Estaban bajo la intensa luz amarilla del callejón que había detrás del bar de John. Bruno Ingram, Mano Grande, era alto y corpulento y tenía la habilidad de contonearse incluso cuando estaba quieto. Elevaba un traje de mohair marrón, iba sin camisa debajo y sin sombrero. El otro, que era más bajo, llevaba un traje ceñido y de color plateado. Yo sabía que era italiano, de importación. En aquel momento me encontraba oculto bajo el saledizo de la entrada escuchando su charla.
—… los Dodgers han perdido —estaba diciendo Mouse, el más bajo. Parecía contento—. Me debes un veinticinco por ciento.
—Venga, Sooky —se oyó decir en la calle. Era una voz incorpórea, una voz de hombre, de hombre joven.
—Sí, Alfred —se oyó claramente que contestaba una voz de mujer, pero ya no llegué a oír el resto de lo que decía.
La voz grave de Bruno retumbó.
—¡Fuera de mi vista, hijo de puta! —Me volví con una sensación de terror tan dentro del cuerpo que me pareció casi algo ancestral—. ¡Que te den por el culo!
No iba en serio. Quise gritar que no iba en serio, pero no pude emitir ningún sonido. Mouse apartó al hombre más alto de un empujón en el pecho, no para quitárselo de encima sino para situarse a una distancia que le permitiera sacar su pistola de cañón largo, calibre 41.

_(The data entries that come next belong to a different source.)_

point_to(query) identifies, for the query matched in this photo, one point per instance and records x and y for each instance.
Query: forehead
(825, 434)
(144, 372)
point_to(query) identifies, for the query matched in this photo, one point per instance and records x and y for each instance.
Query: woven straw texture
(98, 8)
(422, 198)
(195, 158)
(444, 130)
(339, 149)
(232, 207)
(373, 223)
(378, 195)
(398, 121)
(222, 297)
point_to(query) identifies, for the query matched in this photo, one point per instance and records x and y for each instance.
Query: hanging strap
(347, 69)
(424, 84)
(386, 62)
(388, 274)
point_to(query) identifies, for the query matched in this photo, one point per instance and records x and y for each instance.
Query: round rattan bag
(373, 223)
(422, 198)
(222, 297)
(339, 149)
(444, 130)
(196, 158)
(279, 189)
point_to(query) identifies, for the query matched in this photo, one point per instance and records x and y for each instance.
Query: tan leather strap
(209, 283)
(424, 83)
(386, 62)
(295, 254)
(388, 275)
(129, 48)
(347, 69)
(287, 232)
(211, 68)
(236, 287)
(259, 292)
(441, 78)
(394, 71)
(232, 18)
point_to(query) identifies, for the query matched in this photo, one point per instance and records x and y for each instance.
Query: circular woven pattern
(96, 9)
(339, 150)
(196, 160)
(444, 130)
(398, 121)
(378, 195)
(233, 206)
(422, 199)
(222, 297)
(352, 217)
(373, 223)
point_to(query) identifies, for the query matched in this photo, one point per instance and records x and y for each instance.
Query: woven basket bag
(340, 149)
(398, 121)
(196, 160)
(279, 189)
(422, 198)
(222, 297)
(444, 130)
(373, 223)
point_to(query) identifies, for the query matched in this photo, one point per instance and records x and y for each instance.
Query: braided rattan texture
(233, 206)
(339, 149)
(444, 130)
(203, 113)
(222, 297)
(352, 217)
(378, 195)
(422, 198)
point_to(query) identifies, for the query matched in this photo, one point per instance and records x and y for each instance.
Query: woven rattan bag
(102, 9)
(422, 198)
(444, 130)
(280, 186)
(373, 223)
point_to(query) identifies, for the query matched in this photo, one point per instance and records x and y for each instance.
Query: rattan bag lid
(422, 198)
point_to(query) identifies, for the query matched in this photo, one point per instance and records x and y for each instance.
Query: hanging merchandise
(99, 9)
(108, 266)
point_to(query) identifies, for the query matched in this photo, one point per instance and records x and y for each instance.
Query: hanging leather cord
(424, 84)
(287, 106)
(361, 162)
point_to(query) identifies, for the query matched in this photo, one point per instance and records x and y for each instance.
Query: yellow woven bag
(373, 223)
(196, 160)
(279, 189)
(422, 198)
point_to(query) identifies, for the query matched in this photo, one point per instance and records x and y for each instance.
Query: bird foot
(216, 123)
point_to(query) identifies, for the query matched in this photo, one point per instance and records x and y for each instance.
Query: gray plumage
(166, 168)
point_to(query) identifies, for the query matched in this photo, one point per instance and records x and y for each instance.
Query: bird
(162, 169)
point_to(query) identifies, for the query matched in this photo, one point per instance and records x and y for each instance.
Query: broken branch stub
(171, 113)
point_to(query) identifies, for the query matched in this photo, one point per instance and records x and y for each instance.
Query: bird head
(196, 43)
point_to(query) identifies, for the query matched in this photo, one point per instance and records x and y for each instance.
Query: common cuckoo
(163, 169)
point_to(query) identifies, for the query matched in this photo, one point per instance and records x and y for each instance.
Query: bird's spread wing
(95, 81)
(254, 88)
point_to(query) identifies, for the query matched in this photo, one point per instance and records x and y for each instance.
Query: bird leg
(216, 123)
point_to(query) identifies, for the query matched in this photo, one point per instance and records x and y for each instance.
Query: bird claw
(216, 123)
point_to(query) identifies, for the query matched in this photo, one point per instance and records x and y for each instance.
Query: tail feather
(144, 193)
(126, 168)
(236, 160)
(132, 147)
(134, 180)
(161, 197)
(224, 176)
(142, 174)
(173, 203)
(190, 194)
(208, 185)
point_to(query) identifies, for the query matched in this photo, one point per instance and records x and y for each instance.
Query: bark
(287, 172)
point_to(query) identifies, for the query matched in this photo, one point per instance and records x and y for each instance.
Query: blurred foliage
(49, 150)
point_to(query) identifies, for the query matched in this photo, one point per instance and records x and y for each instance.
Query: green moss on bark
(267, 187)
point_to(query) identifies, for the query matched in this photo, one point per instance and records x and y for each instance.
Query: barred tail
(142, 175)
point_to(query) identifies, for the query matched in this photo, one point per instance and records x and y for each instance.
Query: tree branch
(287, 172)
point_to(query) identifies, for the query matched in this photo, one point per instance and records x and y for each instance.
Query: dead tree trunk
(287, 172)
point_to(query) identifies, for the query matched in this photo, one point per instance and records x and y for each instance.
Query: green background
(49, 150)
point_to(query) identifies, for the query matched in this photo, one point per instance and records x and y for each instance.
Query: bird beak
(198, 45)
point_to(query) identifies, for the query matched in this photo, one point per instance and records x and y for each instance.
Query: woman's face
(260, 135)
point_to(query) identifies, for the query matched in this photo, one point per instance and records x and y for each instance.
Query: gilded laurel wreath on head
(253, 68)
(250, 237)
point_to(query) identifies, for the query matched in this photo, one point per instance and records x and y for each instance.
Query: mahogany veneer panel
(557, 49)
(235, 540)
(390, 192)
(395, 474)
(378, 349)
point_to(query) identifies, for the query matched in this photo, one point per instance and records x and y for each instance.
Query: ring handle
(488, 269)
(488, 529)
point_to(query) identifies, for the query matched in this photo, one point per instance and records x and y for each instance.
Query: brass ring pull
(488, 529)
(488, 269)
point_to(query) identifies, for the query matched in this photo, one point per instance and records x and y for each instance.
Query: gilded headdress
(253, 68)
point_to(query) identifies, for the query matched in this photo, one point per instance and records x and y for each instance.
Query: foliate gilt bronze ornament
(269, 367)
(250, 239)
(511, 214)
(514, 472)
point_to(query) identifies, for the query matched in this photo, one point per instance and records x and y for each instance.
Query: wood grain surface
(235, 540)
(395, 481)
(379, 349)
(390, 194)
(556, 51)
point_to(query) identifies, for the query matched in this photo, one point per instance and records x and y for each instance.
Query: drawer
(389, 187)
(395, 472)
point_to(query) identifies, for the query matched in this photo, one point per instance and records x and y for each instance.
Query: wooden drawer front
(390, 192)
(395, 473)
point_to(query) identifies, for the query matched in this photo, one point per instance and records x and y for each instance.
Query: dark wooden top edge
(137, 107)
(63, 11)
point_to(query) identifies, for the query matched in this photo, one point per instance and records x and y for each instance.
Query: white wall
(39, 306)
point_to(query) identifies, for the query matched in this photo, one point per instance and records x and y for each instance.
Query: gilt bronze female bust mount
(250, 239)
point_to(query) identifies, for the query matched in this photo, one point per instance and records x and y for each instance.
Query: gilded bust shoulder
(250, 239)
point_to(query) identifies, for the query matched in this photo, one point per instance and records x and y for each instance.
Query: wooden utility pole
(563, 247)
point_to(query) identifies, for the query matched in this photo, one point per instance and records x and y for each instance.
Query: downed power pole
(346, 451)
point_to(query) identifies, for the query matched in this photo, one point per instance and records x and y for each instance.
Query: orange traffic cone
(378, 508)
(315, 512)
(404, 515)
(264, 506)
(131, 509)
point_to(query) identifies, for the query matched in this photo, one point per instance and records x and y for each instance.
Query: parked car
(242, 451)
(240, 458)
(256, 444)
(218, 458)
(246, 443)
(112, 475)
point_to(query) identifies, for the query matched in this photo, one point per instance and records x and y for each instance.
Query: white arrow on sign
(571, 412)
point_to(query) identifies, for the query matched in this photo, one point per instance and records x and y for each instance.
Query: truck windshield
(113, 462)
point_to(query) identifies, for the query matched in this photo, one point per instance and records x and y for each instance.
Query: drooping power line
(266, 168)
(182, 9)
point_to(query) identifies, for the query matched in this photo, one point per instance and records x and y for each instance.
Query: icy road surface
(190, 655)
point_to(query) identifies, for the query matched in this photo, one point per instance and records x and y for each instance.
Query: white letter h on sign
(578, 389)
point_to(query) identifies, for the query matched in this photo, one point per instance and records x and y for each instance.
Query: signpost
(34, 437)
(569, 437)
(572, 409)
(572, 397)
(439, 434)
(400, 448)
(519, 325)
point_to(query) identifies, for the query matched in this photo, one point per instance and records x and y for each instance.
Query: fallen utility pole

La expresión de desprecio de Bruno se convirtió en la cara de asombro de un niño de ocho años que no sabe qué es lo que ha hecho mal. El impacto del primer disparo le hizo retroceder un metro. Estiró los brazos hacia adelante como un sonámbulo de tebeo. Quería caer, tirarse al suelo para quitarse de en medio, pero Mouse seguía disparando, haciéndole retroceder sin cesar contra el porche de la charcutería.
Se oyó un chillido y yo reculé, dando traspiés, hacia la puerta.